Death hasn't touched them yet. That's why two teenagers thought vandalizing Sunset Meadows Memorial Park would be "fun."

To them, the cemetery was just a place full of "things." They felt no connection to it. Graves and headstones have not yet come into their lives in a personal way. Their grandparents might still be around - maybe none of their relatives has been killed in an automobile crash - and perhaps none of their school friends has died from gang violence. To these boys, death has not yet become real.

I remember as a young child going to the cemetery with my grandparents on what they called "Decoration Day," not Memorial Day, to place flowers on the graves of their parents - people who had died before I was born. To me, the cemetery was just an odd, strangely pretty park. I had no real concept of death yet.

A few years later, I held my breath every time our car passed a cemetery so I would not "be the next to die," according to the childhood proverb. It was a silly game we all played. As a good Catholic, I received the obligatory forehead smudge each Ash Wednesday, and listened to the priest intone, "Remember thou are dust and to dust thou shalt return." It was just a ceremony. I never actually connected it to myself or to my own mortality.

It wasn't until I was 16 and my grandfather died unexpectedly at age 65, that death came to visit me personally. That was when I came to know the incredible strangeness of a person's absence from life.

Suddenly someone who had always been there simply wasn't. His shaving things were still on the counter. His clothes were still folded neatly in the drawer. His Instant Sanka still was in the cupboard. Many times I walked into the room to start a conversation with my dear "Pompy" only to be shocked once again by his empty chair.

Gradually, very gradually, his not being there became more familiar, and the finality of death more real. It took a long time.

In the years since then, there have been many more deaths to deal with. There have been many more cemeteries to get acquainted with, graves to visit and flowers to place. As an amateur genealogist, I've even sought out the obscure resting places of relatives who came before me. To me, as will happen to these young boys someday, a cemetery has become a place to connect.

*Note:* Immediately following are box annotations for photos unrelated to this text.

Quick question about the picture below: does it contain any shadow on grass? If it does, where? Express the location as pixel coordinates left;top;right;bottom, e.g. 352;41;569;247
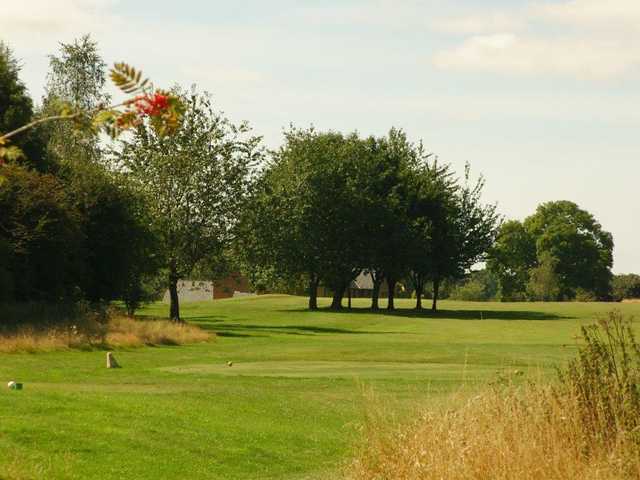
198;323;407;337
279;307;576;320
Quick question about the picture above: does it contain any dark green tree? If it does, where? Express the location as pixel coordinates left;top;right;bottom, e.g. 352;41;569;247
114;91;261;321
487;220;538;301
0;165;84;302
428;165;501;311
40;35;110;164
611;273;640;302
524;201;613;300
359;128;418;310
0;42;50;171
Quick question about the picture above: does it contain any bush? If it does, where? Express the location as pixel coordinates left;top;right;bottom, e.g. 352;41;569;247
611;273;640;302
558;311;640;446
347;312;640;480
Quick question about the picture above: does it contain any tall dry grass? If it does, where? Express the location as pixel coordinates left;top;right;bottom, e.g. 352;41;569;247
346;313;640;480
0;316;215;353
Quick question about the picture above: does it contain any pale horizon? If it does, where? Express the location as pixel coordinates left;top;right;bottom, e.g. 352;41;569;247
0;0;640;273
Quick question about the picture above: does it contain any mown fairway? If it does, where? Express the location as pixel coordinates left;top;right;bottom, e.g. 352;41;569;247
0;296;640;479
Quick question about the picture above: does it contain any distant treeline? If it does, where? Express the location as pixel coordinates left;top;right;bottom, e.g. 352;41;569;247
0;36;624;330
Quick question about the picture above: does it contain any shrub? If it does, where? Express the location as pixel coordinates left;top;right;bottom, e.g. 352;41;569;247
558;311;640;444
346;312;640;480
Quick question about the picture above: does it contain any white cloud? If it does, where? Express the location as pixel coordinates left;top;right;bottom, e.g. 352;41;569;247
433;33;640;79
433;0;640;79
432;12;525;35
531;0;640;31
0;0;116;41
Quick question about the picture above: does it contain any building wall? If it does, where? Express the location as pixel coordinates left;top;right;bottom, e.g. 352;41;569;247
162;280;213;303
213;272;253;300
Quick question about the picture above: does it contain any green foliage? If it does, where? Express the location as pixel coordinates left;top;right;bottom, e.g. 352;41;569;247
0;42;48;171
64;164;161;302
109;62;149;94
487;220;537;302
0;165;84;301
448;269;498;302
525;201;613;299
611;273;640;302
39;35;110;164
527;252;563;302
239;128;370;308
559;311;640;448
488;201;613;301
117;91;260;319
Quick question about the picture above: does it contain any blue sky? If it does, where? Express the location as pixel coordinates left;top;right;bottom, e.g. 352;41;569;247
0;0;640;273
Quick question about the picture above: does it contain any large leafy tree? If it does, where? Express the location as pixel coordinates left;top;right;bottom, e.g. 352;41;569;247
611;273;640;302
426;165;501;311
41;35;110;164
524;200;613;299
0;165;84;301
408;158;458;310
487;220;537;301
242;128;371;309
0;42;49;170
359;128;418;310
115;91;261;321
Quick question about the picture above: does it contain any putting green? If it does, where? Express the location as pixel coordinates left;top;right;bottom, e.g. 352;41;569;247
159;361;504;380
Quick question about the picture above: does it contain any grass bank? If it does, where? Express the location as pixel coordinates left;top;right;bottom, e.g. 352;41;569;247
0;296;640;480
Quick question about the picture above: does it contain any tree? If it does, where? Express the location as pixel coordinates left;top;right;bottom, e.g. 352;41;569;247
524;201;613;300
527;252;562;302
449;268;498;302
0;165;84;301
41;35;110;163
408;157;457;310
487;220;538;301
240;128;369;309
428;165;501;312
0;42;49;171
359;128;418;310
611;273;640;302
114;91;261;321
63;163;161;302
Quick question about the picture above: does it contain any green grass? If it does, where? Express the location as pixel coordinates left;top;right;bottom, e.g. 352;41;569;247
0;296;640;480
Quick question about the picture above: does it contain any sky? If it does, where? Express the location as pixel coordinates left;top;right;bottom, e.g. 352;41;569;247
0;0;640;273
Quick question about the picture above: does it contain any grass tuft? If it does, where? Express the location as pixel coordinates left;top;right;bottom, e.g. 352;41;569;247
347;312;640;480
0;316;213;353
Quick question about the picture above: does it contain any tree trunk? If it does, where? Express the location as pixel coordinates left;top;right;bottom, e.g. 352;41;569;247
416;284;424;310
331;283;347;310
371;279;382;310
387;277;396;310
309;275;320;310
431;278;440;312
169;273;180;322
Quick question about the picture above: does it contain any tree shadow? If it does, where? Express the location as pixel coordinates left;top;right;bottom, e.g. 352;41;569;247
281;307;576;320
201;323;406;337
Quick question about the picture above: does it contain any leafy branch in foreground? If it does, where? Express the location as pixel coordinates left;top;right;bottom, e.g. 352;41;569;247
0;62;185;165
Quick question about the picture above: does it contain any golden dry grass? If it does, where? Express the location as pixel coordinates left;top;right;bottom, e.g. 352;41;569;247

It's a place where memories of a real flesh-and-blood person can flood back with an intensity that may not be possible elsewhere. It's a permanent reminder that this person once walked the Earth, breathed the same air and sat under the same sky. It's a place where the contemplation of one's own death can become a little less scary.

These young boys, to whom death does not yet have meaning, should be made to pay restitution for their damages. But they should also be sentenced to visiting each of the families that had a loved one's grave desecrated. They should be made to listen to stories of who that person was - how they laughed and talked and lived their lives, and what they meant to their family. Then perhaps they will come to know that what seemed like harmless fun to them was like a second death to each family affected.

Then perhaps, they will be able to be truly sorry for what they have done.

Kris DiGiovanni teaches in Pasco County, her second career after 15 years in information services.